I’m wondering if tiles that have the live tile function but have never been pinned to start still receive data. (regardless of where they try to get the data from or if it’s successful)
Personally never liked live tiles. It looks like a design concept from a kid that’s uses his computer mostly for games not business. I remove them.
These tiles were all about shoehorning advertising into your desktop anyway.
Damn, how dumb is Microsoft to not use the subdomain.microsoft.com or subdomain.gfx.ms, but instead go for an idiotic domain name where they do not control the top level domain.
To be honest this is something we came to expect since they went for racial diversity instead of skills.
@ noname
Yes, agree. Tech jobs should be given out based on merit (= skills and talent), and not based on race or sex/gender (= racial diversity and feminism or woman-power are White liberal politics that pander for votes from the minorities and narrow-interest groups)
@ Adam Laceky ……. No, in fact it is racist for a tech business to hire people based on race, whether it’s to favor the White, Black, Brown, Yellow or Grey race. It is also sexist to hire people based on sex/gender.
Why do the White liberals not demand for more Whites, Browns and Yellows in the multi-billion NBA or NFL business.?
@AnorKnee Merce
They know Whites, Browns and Yellows etc would get creamed in full public view whereas in IT workers names/faces are not on public view and no one can point a finger and say:
YOU LOST US THE GAME.
Good Lord, that’s racist.
@noname: “how dumb is Microsoft to not use the subdomain.microsoft.com or subdomain.gfx.ms”
This isn’t really a Microsoft-only thing. For better or worse (worse, in my opinion) it has fallen out of fashion to use subdomains generally.
Perhaps not racial diversity, but rather using cheap resources of dubious ability. This is something all too many companies are doing and we keep seeing the results. Not sure I understand the thinking though. Pay 1/3rd the cost, but take 4 times as long, and turn out a very poor result that the end user is unhappy with.
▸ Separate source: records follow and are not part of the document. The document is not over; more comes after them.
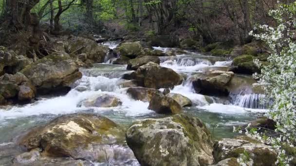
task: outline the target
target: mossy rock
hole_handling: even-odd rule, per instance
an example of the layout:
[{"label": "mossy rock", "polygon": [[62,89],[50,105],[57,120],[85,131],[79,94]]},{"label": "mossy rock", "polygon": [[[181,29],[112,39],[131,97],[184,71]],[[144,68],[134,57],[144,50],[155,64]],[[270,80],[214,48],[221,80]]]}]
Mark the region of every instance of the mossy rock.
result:
[{"label": "mossy rock", "polygon": [[177,101],[162,94],[155,94],[152,97],[148,109],[158,114],[176,114],[183,112],[182,106]]},{"label": "mossy rock", "polygon": [[112,64],[113,65],[128,65],[130,60],[130,58],[129,57],[121,56],[119,58],[116,58],[112,61]]},{"label": "mossy rock", "polygon": [[259,59],[260,61],[267,62],[269,56],[270,54],[268,53],[260,53],[258,54],[256,59]]},{"label": "mossy rock", "polygon": [[241,55],[233,59],[233,65],[238,66],[239,64],[253,61],[255,57],[251,55]]},{"label": "mossy rock", "polygon": [[206,166],[213,163],[210,132],[183,114],[133,123],[127,142],[143,166]]},{"label": "mossy rock", "polygon": [[159,57],[154,56],[143,56],[131,59],[129,61],[127,69],[136,70],[140,66],[147,64],[149,62],[154,62],[159,65],[160,59]]},{"label": "mossy rock", "polygon": [[222,49],[214,49],[211,50],[211,53],[212,56],[224,56],[229,55],[230,51]]},{"label": "mossy rock", "polygon": [[182,48],[189,49],[196,49],[201,47],[199,42],[191,38],[183,40],[180,43],[180,45]]},{"label": "mossy rock", "polygon": [[270,147],[262,144],[226,138],[218,141],[214,147],[216,161],[240,158],[247,152],[250,160],[253,161],[253,166],[276,166],[278,154]]},{"label": "mossy rock", "polygon": [[[58,117],[31,130],[19,144],[28,149],[40,148],[45,155],[71,157],[102,162],[106,155],[100,149],[124,144],[122,128],[109,119],[91,114],[73,114]],[[104,151],[104,150],[103,150]],[[90,154],[96,154],[95,155]]]},{"label": "mossy rock", "polygon": [[176,93],[169,93],[167,96],[173,99],[182,107],[190,107],[192,106],[192,102],[188,98]]},{"label": "mossy rock", "polygon": [[258,54],[258,49],[257,48],[248,45],[243,45],[242,47],[242,50],[243,54],[256,56]]},{"label": "mossy rock", "polygon": [[171,88],[183,82],[182,77],[172,69],[152,62],[141,66],[136,71],[125,77],[129,80],[134,79],[141,86],[154,89]]},{"label": "mossy rock", "polygon": [[130,58],[134,58],[143,54],[142,50],[142,46],[138,42],[124,43],[119,47],[120,55]]}]

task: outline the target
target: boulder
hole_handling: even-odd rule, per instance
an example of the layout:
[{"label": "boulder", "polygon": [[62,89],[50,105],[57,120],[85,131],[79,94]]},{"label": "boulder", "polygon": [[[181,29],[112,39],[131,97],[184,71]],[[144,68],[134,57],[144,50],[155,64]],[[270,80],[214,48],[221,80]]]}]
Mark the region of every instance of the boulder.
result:
[{"label": "boulder", "polygon": [[124,130],[109,119],[76,113],[32,129],[19,138],[18,144],[28,150],[40,148],[45,155],[104,162],[111,153],[114,156],[123,155],[120,153],[124,141]]},{"label": "boulder", "polygon": [[158,50],[152,50],[151,51],[151,54],[152,56],[167,56],[166,53],[164,52],[163,51]]},{"label": "boulder", "polygon": [[95,41],[81,37],[69,39],[69,44],[66,47],[66,50],[68,53],[86,53],[88,59],[93,61],[94,63],[104,62],[107,53],[106,50],[98,45]]},{"label": "boulder", "polygon": [[186,39],[183,40],[180,43],[182,48],[185,49],[197,49],[201,47],[199,42],[192,39]]},{"label": "boulder", "polygon": [[227,85],[234,75],[231,71],[214,71],[197,74],[190,79],[196,93],[228,96]]},{"label": "boulder", "polygon": [[120,56],[120,57],[112,61],[112,64],[113,65],[128,65],[130,59],[130,58],[126,56]]},{"label": "boulder", "polygon": [[4,73],[16,74],[32,63],[32,59],[18,55],[13,50],[0,48],[0,76]]},{"label": "boulder", "polygon": [[229,55],[230,52],[223,49],[214,49],[211,50],[211,53],[212,56],[225,56]]},{"label": "boulder", "polygon": [[240,164],[237,158],[230,158],[222,160],[217,164],[211,166],[240,166]]},{"label": "boulder", "polygon": [[149,62],[154,62],[159,65],[159,58],[153,56],[143,56],[129,61],[127,69],[136,70],[140,66],[147,64]]},{"label": "boulder", "polygon": [[119,47],[121,56],[125,56],[130,58],[144,54],[143,48],[139,43],[124,43]]},{"label": "boulder", "polygon": [[142,166],[206,166],[214,162],[209,131],[198,118],[183,114],[136,121],[126,138]]},{"label": "boulder", "polygon": [[250,164],[253,166],[276,166],[277,153],[270,147],[248,140],[224,138],[214,145],[215,161],[221,161],[229,158],[243,157],[247,153]]},{"label": "boulder", "polygon": [[171,88],[182,83],[183,78],[170,68],[149,62],[132,73],[130,78],[138,84],[149,88]]},{"label": "boulder", "polygon": [[255,57],[251,55],[242,55],[233,59],[233,65],[238,66],[242,63],[253,61]]},{"label": "boulder", "polygon": [[192,102],[188,98],[176,93],[169,93],[166,96],[173,99],[182,107],[190,107],[192,105]]},{"label": "boulder", "polygon": [[[6,73],[0,77],[0,95],[4,99],[31,100],[35,97],[36,93],[35,87],[20,72],[14,75]],[[3,102],[0,102],[3,104]]]},{"label": "boulder", "polygon": [[178,36],[173,35],[151,35],[148,36],[147,40],[154,47],[175,47],[179,44]]},{"label": "boulder", "polygon": [[[264,62],[262,62],[262,64]],[[261,71],[258,66],[255,64],[253,61],[239,64],[237,66],[231,69],[231,71],[236,73],[252,74],[255,73],[260,73]]]},{"label": "boulder", "polygon": [[53,53],[20,72],[37,89],[46,90],[69,87],[82,76],[75,62],[64,52]]},{"label": "boulder", "polygon": [[29,87],[24,85],[19,86],[19,91],[18,95],[19,100],[30,100],[35,97],[34,90]]},{"label": "boulder", "polygon": [[148,109],[158,114],[176,114],[183,112],[178,102],[162,94],[156,94],[152,97]]},{"label": "boulder", "polygon": [[147,88],[142,87],[130,87],[127,91],[130,96],[134,100],[145,102],[149,102],[154,95],[161,94],[155,89]]},{"label": "boulder", "polygon": [[85,107],[113,107],[122,104],[119,99],[112,95],[100,94],[82,101]]}]

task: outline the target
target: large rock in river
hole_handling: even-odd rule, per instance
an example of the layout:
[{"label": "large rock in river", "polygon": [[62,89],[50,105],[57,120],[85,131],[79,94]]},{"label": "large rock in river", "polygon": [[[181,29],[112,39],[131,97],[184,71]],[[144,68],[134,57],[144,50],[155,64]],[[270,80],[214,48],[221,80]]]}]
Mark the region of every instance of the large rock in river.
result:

Net result: higher cost, late delivery, decimated customer satisfaction
Yep, that sounds like a winning strategy.
This has nothing to do with racial diversity and everything to do with mis-management and lack of attention to details.
I wish there was a serious competition to Microsoft in the corporate and cloud business, so they would care about innovating their end user products.
You seriously think they’ve no competition in the cloud? Have you not heard of Amazon?